失業率5.6%・・・連日テレビや新聞は「不景気」「倒産」「リストラ」と私たち日本人を取り巻く今日の「働く」環境の悪化を叫び続けている。現実の目の前にある大きな問題として政治や行政がこの問題の解決に当たる努力をすべきことは言うまでもない。
しかしながら、私たち21世紀世代が抱える問題は更に深刻であるような気がしてならない。21.3%・・・これは大学を卒業しても職に就かない新卒無業の人の数である(文部科学省「学校基本調査」)。10年前の同じ統計値が5.2%であることから考えると近年、若年層の「働く」ことをめぐる問題と不安は爆発的に大きくなっているといえる。また、失業率も、若年層(15〜24歳)において、4.3%(平成2年)から12.1%(平成14年3月)に急増しており、しかもその4割が長期失業者である
就職氷河期という時代を長年経過し、更に「フリーター」ということばが社会における身分として定着している今日の状況から末来を展望すれば、10年20年後のわが国のかたちはまさに大きな不安の中にある。「25歳のフリーターが10年たって35歳になったら失業者、そうなってからでは遅い!」とは、私自身が選挙期間を通じて有権者の皆さんとともに今考えて行きたい問題として投げかけてきたところである。
10%にも及ぶ若年層失業の問題や雇用のミスマッチから生じる離職率の問題、それと連動する社会保障・年金などをめぐる問題、将来の税収の問題、雇用の安定や知識経験の蓄積不足、更にはわが国や地域を支える人材不足などこの「働く」ということをキーワードとした諸問題は、つまるところ社会全体のあり方を問う、21世紀世代と社会との関係を考える上で欠くことのできない視点であると考えている。
「働く」ことはすなわちそのまま「生きること」と直結する。労働をめぐる状況の変化は私たちの生活そのものに変化をもたらし、さらには社会のあり方を今一度考え直すことを求めている。

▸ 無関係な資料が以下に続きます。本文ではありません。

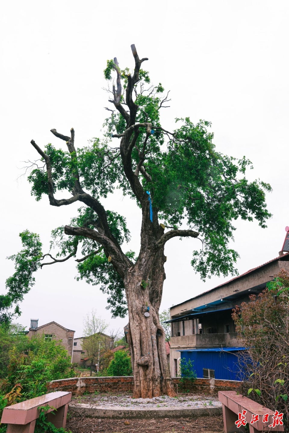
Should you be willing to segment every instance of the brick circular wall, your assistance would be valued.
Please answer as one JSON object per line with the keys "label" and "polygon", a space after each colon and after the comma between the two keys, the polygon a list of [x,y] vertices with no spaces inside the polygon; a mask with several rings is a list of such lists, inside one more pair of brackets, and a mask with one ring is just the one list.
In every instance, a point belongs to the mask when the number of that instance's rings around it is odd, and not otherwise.
{"label": "brick circular wall", "polygon": [[[207,394],[214,394],[218,391],[235,389],[240,382],[235,381],[221,380],[219,379],[196,379],[192,385],[186,384],[185,387],[181,382],[180,378],[173,378],[174,385],[177,391],[182,388],[193,392],[201,391]],[[133,390],[133,377],[132,376],[109,376],[107,377],[71,378],[54,380],[47,383],[47,391],[67,391],[74,395],[81,395],[84,393],[128,392]]]}

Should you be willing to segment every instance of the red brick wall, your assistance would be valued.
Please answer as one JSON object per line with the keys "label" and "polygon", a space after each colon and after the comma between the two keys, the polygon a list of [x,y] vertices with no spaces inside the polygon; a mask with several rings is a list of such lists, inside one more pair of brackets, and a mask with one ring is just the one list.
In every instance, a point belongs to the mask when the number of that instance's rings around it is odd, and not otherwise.
{"label": "red brick wall", "polygon": [[[177,391],[189,389],[192,392],[201,391],[205,393],[214,393],[218,391],[230,391],[237,388],[240,382],[221,380],[219,379],[196,379],[192,385],[183,385],[180,378],[173,378],[174,385]],[[47,384],[47,390],[68,391],[74,394],[84,393],[127,392],[133,390],[133,378],[132,376],[113,377],[72,378],[54,380]]]}

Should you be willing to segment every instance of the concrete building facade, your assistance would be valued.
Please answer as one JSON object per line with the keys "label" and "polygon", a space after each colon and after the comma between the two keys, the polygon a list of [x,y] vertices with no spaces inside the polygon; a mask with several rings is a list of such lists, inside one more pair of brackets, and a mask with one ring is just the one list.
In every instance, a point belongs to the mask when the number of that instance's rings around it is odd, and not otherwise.
{"label": "concrete building facade", "polygon": [[62,340],[62,345],[67,350],[68,355],[72,354],[73,339],[75,331],[65,328],[56,322],[49,322],[45,325],[38,326],[38,319],[31,319],[28,334],[29,338],[32,336],[44,336],[45,340]]}
{"label": "concrete building facade", "polygon": [[[72,356],[73,363],[76,362],[80,365],[84,365],[88,360],[87,351],[82,347],[83,340],[86,338],[87,337],[78,337],[75,338]],[[97,343],[99,345],[100,351],[104,349],[111,350],[113,347],[114,341],[113,337],[101,333],[99,341]]]}
{"label": "concrete building facade", "polygon": [[289,253],[279,257],[170,308],[170,369],[179,374],[181,351],[240,346],[232,309],[258,295],[282,269],[289,271]]}

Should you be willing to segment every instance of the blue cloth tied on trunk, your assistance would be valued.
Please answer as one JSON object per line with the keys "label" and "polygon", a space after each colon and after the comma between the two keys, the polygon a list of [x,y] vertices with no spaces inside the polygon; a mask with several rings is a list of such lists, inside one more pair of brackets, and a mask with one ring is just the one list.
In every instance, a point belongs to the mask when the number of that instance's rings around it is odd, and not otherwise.
{"label": "blue cloth tied on trunk", "polygon": [[150,220],[153,222],[153,207],[152,207],[152,200],[150,199],[150,193],[149,191],[146,191],[146,194],[148,194],[149,198],[148,200],[149,202],[149,216]]}

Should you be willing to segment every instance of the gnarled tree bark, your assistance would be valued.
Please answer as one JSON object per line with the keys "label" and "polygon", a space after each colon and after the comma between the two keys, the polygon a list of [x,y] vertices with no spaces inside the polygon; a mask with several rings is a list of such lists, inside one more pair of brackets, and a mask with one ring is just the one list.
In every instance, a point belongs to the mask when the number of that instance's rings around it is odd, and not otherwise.
{"label": "gnarled tree bark", "polygon": [[[126,122],[124,132],[112,136],[121,139],[120,154],[123,170],[132,191],[140,204],[142,211],[140,249],[135,264],[124,254],[111,233],[103,206],[97,199],[86,193],[81,187],[77,168],[77,155],[74,146],[73,129],[71,129],[70,137],[59,133],[55,129],[51,130],[54,135],[66,142],[71,155],[74,186],[71,191],[72,197],[68,199],[55,198],[49,158],[34,140],[31,141],[31,144],[45,162],[50,204],[59,207],[80,201],[91,207],[97,215],[98,220],[94,225],[96,229],[87,226],[65,226],[65,233],[68,235],[90,238],[100,244],[101,249],[103,249],[107,257],[111,258],[111,264],[123,281],[129,319],[129,323],[125,328],[125,333],[131,354],[134,380],[134,397],[151,398],[163,394],[172,396],[175,393],[167,361],[164,332],[159,317],[163,284],[166,278],[164,248],[166,242],[174,236],[196,237],[199,234],[192,230],[172,229],[164,233],[164,229],[158,221],[158,210],[153,206],[153,221],[151,220],[148,195],[143,187],[139,175],[140,172],[147,180],[151,181],[149,175],[146,175],[142,165],[145,159],[146,145],[153,128],[149,123],[136,123],[138,107],[132,98],[134,86],[139,81],[140,65],[147,59],[140,60],[134,45],[132,45],[131,48],[135,67],[133,75],[132,76],[128,74],[127,77],[125,103],[129,109],[129,113],[127,112],[121,102],[120,72],[116,58],[114,61],[117,75],[117,89],[114,86],[114,100],[110,102],[114,103]],[[139,163],[136,168],[133,168],[131,154],[134,147],[136,147],[140,128],[145,129],[146,136],[142,151],[139,152]],[[166,133],[170,133],[165,129],[163,130]],[[77,246],[69,257],[74,255],[77,247]],[[97,252],[93,252],[91,254]],[[61,260],[52,258],[54,261],[45,264],[64,261],[69,257]],[[77,261],[81,261],[85,258]]]}

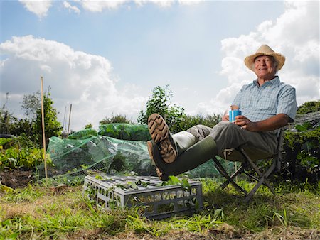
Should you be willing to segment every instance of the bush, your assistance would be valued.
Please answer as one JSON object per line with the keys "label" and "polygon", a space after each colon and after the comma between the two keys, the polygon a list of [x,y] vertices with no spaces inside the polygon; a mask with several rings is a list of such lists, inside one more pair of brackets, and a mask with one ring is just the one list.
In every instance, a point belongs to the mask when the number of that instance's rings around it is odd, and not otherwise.
{"label": "bush", "polygon": [[304,103],[302,105],[299,107],[297,113],[298,114],[304,114],[319,111],[320,111],[320,100],[306,102]]}
{"label": "bush", "polygon": [[297,125],[296,129],[297,131],[284,132],[286,154],[282,178],[316,183],[320,180],[320,127],[305,129]]}

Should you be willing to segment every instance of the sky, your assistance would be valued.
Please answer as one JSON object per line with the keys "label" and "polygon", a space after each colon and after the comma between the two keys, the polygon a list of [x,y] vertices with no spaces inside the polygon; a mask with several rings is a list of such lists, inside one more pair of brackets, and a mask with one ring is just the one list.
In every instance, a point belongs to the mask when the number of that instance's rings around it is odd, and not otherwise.
{"label": "sky", "polygon": [[320,99],[319,21],[319,1],[2,0],[0,104],[23,118],[43,77],[74,131],[136,121],[157,86],[187,114],[222,114],[255,79],[244,58],[267,44],[301,105]]}

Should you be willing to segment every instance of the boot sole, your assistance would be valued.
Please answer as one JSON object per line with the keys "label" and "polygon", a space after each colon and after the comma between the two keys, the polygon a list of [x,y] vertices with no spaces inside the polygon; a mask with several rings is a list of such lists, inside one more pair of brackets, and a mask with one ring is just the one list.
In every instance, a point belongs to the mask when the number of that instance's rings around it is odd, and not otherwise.
{"label": "boot sole", "polygon": [[170,131],[164,119],[158,114],[148,119],[148,129],[152,140],[160,147],[160,154],[166,163],[173,163],[177,156],[176,148],[170,141]]}
{"label": "boot sole", "polygon": [[156,150],[154,148],[156,148],[157,146],[154,146],[151,141],[147,141],[146,144],[148,146],[148,151],[149,154],[150,155],[150,158],[151,159],[153,163],[156,166],[156,175],[158,175],[160,180],[163,181],[166,181],[169,179],[169,178],[160,167],[161,164],[159,164],[156,157],[156,158],[154,157],[154,155],[156,154],[155,153]]}

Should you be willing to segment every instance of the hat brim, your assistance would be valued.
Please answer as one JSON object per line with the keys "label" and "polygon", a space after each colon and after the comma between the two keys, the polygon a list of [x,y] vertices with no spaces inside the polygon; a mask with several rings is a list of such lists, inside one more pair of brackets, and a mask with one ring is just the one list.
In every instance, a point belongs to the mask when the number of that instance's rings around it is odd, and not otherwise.
{"label": "hat brim", "polygon": [[277,61],[277,62],[278,63],[278,65],[277,67],[277,71],[279,71],[284,65],[284,62],[286,60],[286,58],[280,54],[280,53],[255,53],[255,54],[247,56],[247,58],[245,58],[245,64],[247,66],[247,68],[249,68],[250,70],[253,71],[253,63],[255,62],[255,59],[257,57],[259,56],[272,56],[273,58],[274,58],[275,60]]}

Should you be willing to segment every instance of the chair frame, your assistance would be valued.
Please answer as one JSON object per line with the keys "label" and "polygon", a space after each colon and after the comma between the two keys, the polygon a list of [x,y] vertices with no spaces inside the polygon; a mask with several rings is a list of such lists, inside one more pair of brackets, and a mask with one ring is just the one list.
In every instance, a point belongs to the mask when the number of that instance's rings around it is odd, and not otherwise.
{"label": "chair frame", "polygon": [[[231,184],[236,190],[239,192],[244,193],[245,197],[244,199],[245,202],[249,202],[251,198],[253,197],[255,192],[258,190],[258,188],[263,184],[267,186],[269,190],[275,195],[274,189],[270,185],[270,182],[268,180],[268,178],[270,175],[274,171],[279,171],[281,168],[281,161],[282,159],[282,141],[283,141],[283,130],[281,129],[280,133],[279,134],[277,138],[277,147],[276,153],[267,158],[263,159],[272,159],[272,162],[270,165],[269,168],[267,168],[263,172],[259,169],[257,165],[254,163],[254,161],[250,158],[250,156],[247,154],[242,147],[238,147],[235,148],[236,151],[241,153],[242,156],[245,158],[245,161],[241,163],[240,167],[236,170],[232,175],[229,175],[227,171],[223,168],[222,165],[220,163],[218,160],[214,157],[213,158],[213,162],[215,165],[215,167],[218,171],[227,180],[224,182],[220,187],[222,189],[224,189],[227,185],[230,183]],[[262,160],[263,160],[262,159]],[[254,170],[255,173],[257,174],[258,178],[250,174],[246,170],[248,168],[251,170]],[[257,182],[257,183],[253,187],[253,188],[249,192],[247,192],[242,187],[239,186],[234,180],[235,178],[240,175],[241,173],[244,173],[247,175],[250,178],[255,180]]]}

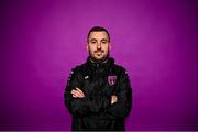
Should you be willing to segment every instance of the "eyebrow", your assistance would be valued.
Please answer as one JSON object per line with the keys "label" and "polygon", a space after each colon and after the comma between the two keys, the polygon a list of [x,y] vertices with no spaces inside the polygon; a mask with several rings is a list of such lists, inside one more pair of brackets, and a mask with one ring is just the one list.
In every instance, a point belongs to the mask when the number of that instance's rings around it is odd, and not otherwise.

一方、21世紀は地方の時代といわれる。「地方の時代」とはいったい何かと考えたとき、多分それは「地域の底力」が試されている時代−−−では、「地域の底力」とはといえば、それはやはりその地域にいる「人」の力ではなかろうかと思う。
そのような時代を迎えるにあたって、わが茨城県・水戸を考えてみた時に「人材の流出」は大きな問題であると考える。高校を卒業したのち、故郷を離れる若い世代は少なくなく、そのまま東京や大阪といった大都市で就職、地元には親を残し、かえってこないという現実がある。
決してそのような生き方自体を私は否定をするものではないが、ただやはりこの地方の時代を生き抜いていく「茨城・水戸」を作りたいという視点に立てば、この現状をなんとか食い止め、この地域に次の世代をどう残していくかという議論を避けては通れない。もちろん、その手立てとしてはまちづくりのあり方や市民共同参画など様々な要素が挙げられるが、今回はその要素の一つとして考えられる「職」をテーマとした視点から考えてみたく思う。地方都市へのUターン・Iターン就職をはじめとする「働く」ための基盤整備なしにこの地方分権の時代は語れないのではなかろうか。

以上、2つの視点からこの時代に一政治家となり、よりよい社会を模索する責任を与えられたものとして、25歳なりの視点で同世代が抱える「働く」ことをめぐっての現状と諸問題とを考察し、社会のあるべき姿を模索してみたい。


◆若年層失業者の背景にあるもの


大卒就職をめぐるデーターは読み間違えやすい

例えば大学生の就職状況を把握する場合、一般には「就職率」「内定率」という2つのデーターが用いられる。
「就職率」とは毎年文部科学省の学校基本調査によって公表されるもので在籍者における就職したものの比率を示す。史上最低であった2000年のデーターを取り上げてみると55.8%。これはバブル絶頂期の1990年の81.0%に比べると驚くべき落差である。ただ、この背景には大学院や専門学校、留学といった多様化した選択肢をとる学生が増えたということもその一因といえるが、そもそもその選択自体が緊急避難的な要素も幾分含まれているということを考慮に入れながら考察すれば、「企業社会」に受け入れられず余っている大学生が相当数いるということが伺える。
「内定率」とは就職希望者のうち企業から内定を貰った者の比率を表す。これ自体は測定時期によって推移をしていくものであり、年度末には100%に近い数字になっていることが望ましい。現に昨年度末の値が92.1%であり、ここ数年若干きびしめではあるもののそう大きな変動があるものではない。しかしながら、ここに落とし穴がある。各大学が発表する就職率とは実はこの「内定率」を使用しているケースが多く、実態を把握するには混乱を招くことがある。繰り返しになるが、この「内定率」の分母には「就職を希望するもの」の数値が入る。すなわちそこからは、大学院に進学するもの、専門学校に進むもの、海外留学をするもの、卒業後は家事手伝いをしながら・・・といった者は除かれる。さらに「当初は就職希望であったが途中で諦めたもの」もその分母から省かれる。「就職したかったけれど、どこからも内定もらえなかったので、今はまずはとりあえずフリーター志向です」という学生も分母から省かれてしまうのだ。となれば、90%台の数字が並ぶことは無理もない。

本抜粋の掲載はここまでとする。